The Deep Dark Woods
Jubilee
[Six Shooter/ Sugar Hill
2013]

www.thedeepdarkwoods.com


File Under: rockin' in the woods

di Fabio Cerbone (10/10/2013)

La prima impressione è di avere quasi sbagliato disco e band, ma in fondo non le radici di un suono e forse neppure di un intero immaginario: Miles and Miles gronda di riverberi, chitarre e organi, è accompagnata da un falsetto che ricorda paurosamente Jim James dei My Morning Jacket e da una melodia distante e maliconica che ha l'impronta del Neil Young più introverso. Sono invece i canadesi The Deep Dark Woods - una delle più intriganti scoperte del mondo rock tradizionalista in stagioni recenti - a scegliere questa fuorviante introduzione per il loro nuovo sforzo artistico, Jubilee. Spiazza il brano perché sembra appartenere ad una fragile estestica, legata più all'indie rock e meno a quella sorta di agrodolce alternative country che ci aveva fatto invaghire di loro con l'uscita di The Place I Left Behind (terzo disco in carriera, prontamente recuperato dall'indipendenza e pubblicato dalla Sugar Hill nel 2012).

Si tratta di un fuoco di paglia, forse un diversivo prima di addentrarsi nel cuore dell'album. Quest'ultimo resta una naturale evoluzione del passato, una sequela di ballate rarefatte che portano il folk rock e le radici country appalachiane del gruppo verso le radure umide e i boschi dello stato di Alberta: ci tengono infatti The Deep Dark Woods a farci sapere che l'intero Jubilee è stato catturato in una baita delle Rocky Mountains, Bragg Creek il luogo preciso del misfatto. Forse perché la loro musica è inscindibile dalla geografia di certi luoghi: il canto cupo e nostalgico Ryan Boldt, i riverberi caldi e minimali delle chitarre di Burke Barlow, quell'incedere pigro e delicato che ha fatto la fortuna dei lavori precedenti. Oggi però l'arricchimento del sound si fa evidente: con la firma importante di Jonathan Wilson sulla produzione, i Deep Dark Woods allargano le maglie delle loro ballate, sposando un folk elettrico più dilatato e spunti strumentali che strizzano l'occhio ai sixties, a certa psichedelia rarefatta, anche attraverso l'utilizzo di chincaglierie vintage (organetti desueti come celesta e novachord, un vibrafono…).
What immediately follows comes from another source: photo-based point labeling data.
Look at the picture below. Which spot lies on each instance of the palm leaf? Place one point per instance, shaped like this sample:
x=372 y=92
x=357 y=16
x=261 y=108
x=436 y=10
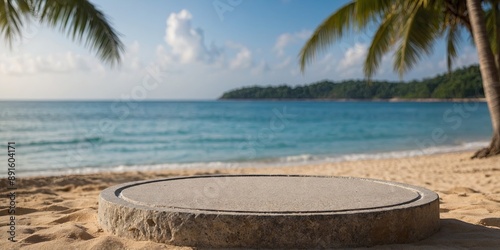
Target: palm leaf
x=12 y=17
x=330 y=30
x=381 y=44
x=81 y=20
x=453 y=39
x=418 y=35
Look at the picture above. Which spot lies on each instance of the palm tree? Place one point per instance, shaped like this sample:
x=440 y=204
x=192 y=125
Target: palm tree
x=489 y=73
x=412 y=27
x=79 y=19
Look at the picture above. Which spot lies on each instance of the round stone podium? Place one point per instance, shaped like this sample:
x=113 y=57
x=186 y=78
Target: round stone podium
x=269 y=211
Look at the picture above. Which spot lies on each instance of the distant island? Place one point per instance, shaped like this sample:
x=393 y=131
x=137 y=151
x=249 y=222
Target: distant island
x=464 y=83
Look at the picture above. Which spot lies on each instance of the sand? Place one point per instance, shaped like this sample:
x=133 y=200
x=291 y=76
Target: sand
x=60 y=212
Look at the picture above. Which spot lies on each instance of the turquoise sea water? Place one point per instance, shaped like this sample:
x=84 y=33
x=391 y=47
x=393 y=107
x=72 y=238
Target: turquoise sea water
x=79 y=137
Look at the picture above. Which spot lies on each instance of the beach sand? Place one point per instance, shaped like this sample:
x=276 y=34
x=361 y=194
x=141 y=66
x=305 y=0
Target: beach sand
x=61 y=212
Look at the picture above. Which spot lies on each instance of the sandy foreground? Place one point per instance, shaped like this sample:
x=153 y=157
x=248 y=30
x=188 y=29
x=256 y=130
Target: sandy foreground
x=61 y=212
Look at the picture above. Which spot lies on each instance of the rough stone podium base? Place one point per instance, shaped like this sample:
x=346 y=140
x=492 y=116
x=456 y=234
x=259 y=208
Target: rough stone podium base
x=269 y=211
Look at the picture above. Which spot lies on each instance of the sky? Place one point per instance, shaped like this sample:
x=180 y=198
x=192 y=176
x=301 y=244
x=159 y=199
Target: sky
x=195 y=50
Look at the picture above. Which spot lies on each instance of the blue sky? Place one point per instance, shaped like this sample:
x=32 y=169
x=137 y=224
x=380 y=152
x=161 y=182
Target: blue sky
x=194 y=49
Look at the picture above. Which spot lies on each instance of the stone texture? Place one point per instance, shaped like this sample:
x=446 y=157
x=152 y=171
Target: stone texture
x=255 y=211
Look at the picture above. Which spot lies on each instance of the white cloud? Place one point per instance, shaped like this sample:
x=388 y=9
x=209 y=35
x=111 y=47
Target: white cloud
x=27 y=64
x=186 y=42
x=261 y=68
x=353 y=57
x=286 y=39
x=284 y=63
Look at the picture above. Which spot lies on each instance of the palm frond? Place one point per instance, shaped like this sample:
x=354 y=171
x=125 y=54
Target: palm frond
x=453 y=39
x=381 y=44
x=329 y=31
x=418 y=35
x=13 y=14
x=81 y=20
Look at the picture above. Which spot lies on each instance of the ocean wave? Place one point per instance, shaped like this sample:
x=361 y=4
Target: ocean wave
x=303 y=159
x=63 y=141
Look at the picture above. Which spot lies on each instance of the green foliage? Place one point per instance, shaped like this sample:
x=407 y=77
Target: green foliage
x=462 y=83
x=79 y=19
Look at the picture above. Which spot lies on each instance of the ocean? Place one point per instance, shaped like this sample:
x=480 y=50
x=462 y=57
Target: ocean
x=60 y=137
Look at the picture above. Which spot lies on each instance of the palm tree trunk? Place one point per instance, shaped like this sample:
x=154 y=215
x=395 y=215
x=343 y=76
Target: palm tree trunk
x=489 y=73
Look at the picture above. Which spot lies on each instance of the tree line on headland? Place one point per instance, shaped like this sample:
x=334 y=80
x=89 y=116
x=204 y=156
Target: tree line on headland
x=461 y=83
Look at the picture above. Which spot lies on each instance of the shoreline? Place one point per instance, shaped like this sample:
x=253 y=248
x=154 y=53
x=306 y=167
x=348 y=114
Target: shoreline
x=395 y=99
x=62 y=210
x=279 y=162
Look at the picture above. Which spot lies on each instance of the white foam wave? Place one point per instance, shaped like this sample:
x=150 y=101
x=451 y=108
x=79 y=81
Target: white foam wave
x=283 y=161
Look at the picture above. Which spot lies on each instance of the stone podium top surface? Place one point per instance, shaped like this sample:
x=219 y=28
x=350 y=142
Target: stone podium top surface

Si sciolgono così le inibizioni nel finale, tra l'impalpabile The Beater e ancor di più nei dieci minuti e passa di The Same Thing, letargico boogie sui cui evidentemente non deve essere stata secondaria la stessa presenza di Wilson. Ciò detto, stile e portamento non cambiano radicalmente, anzi, perché la semplicità di gusto e l'approccio lieve della band conserva i suoi tratti caratteristici: Picture on My Wall, Pacing the Room, A Voice is calling, I Took to Whoring sono un unico condensato della loro magia e al tempo stesso un limite nel trattenere buona parte del disco dentro simili atmosfere. In tal senso Jubilee non gode dell'effetto sorpresa e del grande salto qualitativo del suo predecessore (dal roots più spicciolo degli esordi a qualcosa di assai più caratteristico), e può permettersi qualche volta di fare anche accademia: il singolo 18th of December è un country rock da manuale con una melodia rubata e rallentata dal classico Shady Grove, Bourbon Street un dolce folk dai riflessi "byrdsiani", mentre Gonna Have a Jubilee e It's a Been a Long Time rotolano dolcemente sulle armonie vocali e su quelle ambientazioni quasi spirituali, soffuse, tipiche dei cinque canadesi.